View source: R/cell_bar_plot.R
| cell_bar_plot | R Documentation |
Creates stacked bar charts to visualize tumor microenvironment (TME) cell fractions. Supports batch visualization of deconvolution results from methods such as CIBERSORT, EPIC, and quanTIseq.
cell_bar_plot(
input,
id = "ID",
title = "Cell Fraction",
features = NULL,
pattern = NULL,
legend.position = "bottom",
coord_flip = TRUE,
palette = 3,
show_col = FALSE,
cols = NULL
)
input |
Data frame containing deconvolution results. |
id |
Character string specifying the column name containing sample identifiers. Default is "ID". |
title |
Character string specifying the plot title. Default is "Cell Fraction". |
features |
Character vector specifying column names representing cell types to plot. If NULL, columns are selected based on 'pattern'. Default is NULL. |
pattern |
Character string or regular expression to match column names for automatic feature selection.
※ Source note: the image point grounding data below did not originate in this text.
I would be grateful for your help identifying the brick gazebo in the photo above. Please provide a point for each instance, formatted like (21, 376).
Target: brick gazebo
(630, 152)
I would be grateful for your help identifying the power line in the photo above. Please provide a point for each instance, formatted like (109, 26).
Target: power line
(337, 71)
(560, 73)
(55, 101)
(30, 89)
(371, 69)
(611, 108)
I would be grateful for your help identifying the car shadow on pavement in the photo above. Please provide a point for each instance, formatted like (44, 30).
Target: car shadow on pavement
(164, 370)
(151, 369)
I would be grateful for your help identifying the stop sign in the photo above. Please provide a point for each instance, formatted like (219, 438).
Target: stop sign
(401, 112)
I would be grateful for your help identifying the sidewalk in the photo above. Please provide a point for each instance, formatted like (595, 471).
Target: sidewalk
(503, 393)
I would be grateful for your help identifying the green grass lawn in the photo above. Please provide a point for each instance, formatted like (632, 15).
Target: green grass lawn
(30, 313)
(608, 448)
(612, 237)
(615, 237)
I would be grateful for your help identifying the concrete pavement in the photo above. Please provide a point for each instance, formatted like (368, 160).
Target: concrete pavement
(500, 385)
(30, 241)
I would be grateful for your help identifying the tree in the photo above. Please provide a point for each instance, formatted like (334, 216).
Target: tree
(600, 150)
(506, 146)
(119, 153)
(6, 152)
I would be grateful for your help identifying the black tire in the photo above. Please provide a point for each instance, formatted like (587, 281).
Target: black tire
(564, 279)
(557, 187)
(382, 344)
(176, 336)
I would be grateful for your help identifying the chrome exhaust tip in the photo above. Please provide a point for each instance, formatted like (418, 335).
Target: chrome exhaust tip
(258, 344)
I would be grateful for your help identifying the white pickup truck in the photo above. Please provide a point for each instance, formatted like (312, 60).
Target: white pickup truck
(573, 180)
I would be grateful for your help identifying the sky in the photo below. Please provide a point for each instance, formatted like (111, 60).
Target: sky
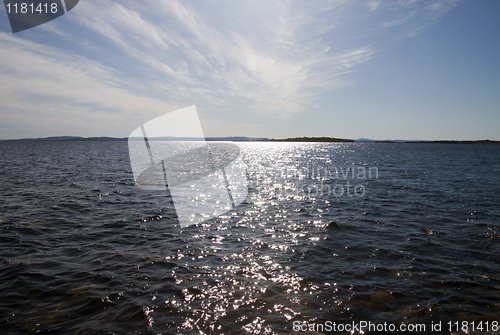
(392, 69)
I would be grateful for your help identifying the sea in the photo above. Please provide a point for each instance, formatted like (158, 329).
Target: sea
(340, 238)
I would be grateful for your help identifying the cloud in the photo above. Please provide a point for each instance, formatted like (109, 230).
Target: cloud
(41, 87)
(261, 58)
(142, 59)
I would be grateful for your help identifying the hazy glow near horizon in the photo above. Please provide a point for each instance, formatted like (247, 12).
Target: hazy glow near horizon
(402, 69)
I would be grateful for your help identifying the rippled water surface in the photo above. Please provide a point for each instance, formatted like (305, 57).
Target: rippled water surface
(329, 232)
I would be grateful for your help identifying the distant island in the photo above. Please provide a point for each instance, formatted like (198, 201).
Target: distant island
(253, 139)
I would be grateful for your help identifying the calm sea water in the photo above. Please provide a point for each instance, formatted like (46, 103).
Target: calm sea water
(411, 236)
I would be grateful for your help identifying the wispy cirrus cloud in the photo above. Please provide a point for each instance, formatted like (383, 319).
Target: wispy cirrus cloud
(142, 59)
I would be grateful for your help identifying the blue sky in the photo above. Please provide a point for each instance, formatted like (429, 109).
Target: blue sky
(402, 69)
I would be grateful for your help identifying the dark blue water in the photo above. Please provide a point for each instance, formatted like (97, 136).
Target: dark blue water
(84, 251)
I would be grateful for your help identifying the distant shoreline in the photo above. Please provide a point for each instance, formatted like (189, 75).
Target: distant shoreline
(250, 139)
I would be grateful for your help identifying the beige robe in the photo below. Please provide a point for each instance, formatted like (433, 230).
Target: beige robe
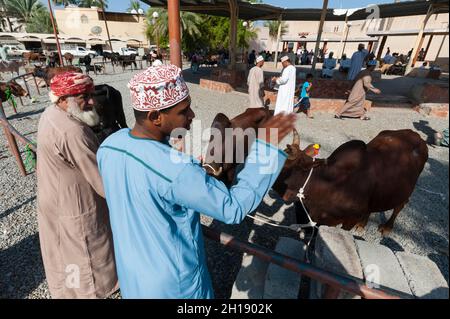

Used when 'features' is NULL. Default is NULL. |
legend.position |
Character string specifying legend position ("bottom", "top", "left", "right"). Default is "bottom". |
coord_flip |
Logical indicating whether to flip plot coordinates using 'coord_flip()'. Default is TRUE. |
palette |
Integer specifying the color palette to use. Default is 3. |
show_col |
Logical indicating whether to display color information. Default is FALSE. |
cols |
Character vector of custom colors. If NULL, palette is used. Default is NULL. |
A ggplot2 object representing the stacked bar chart.
Dongqiang Zeng
set.seed(123)
input_data <- data.frame(
ID = paste0("Sample", 1:10),
Cell_A = runif(10, 0, 0.4),
Cell_B = runif(10, 0, 0.3),
Cell_C = runif(10, 0, 0.3)
)
cell_bar_plot(input = input_data, id = "ID", features = c("Cell_A", "Cell_B", "Cell_C"))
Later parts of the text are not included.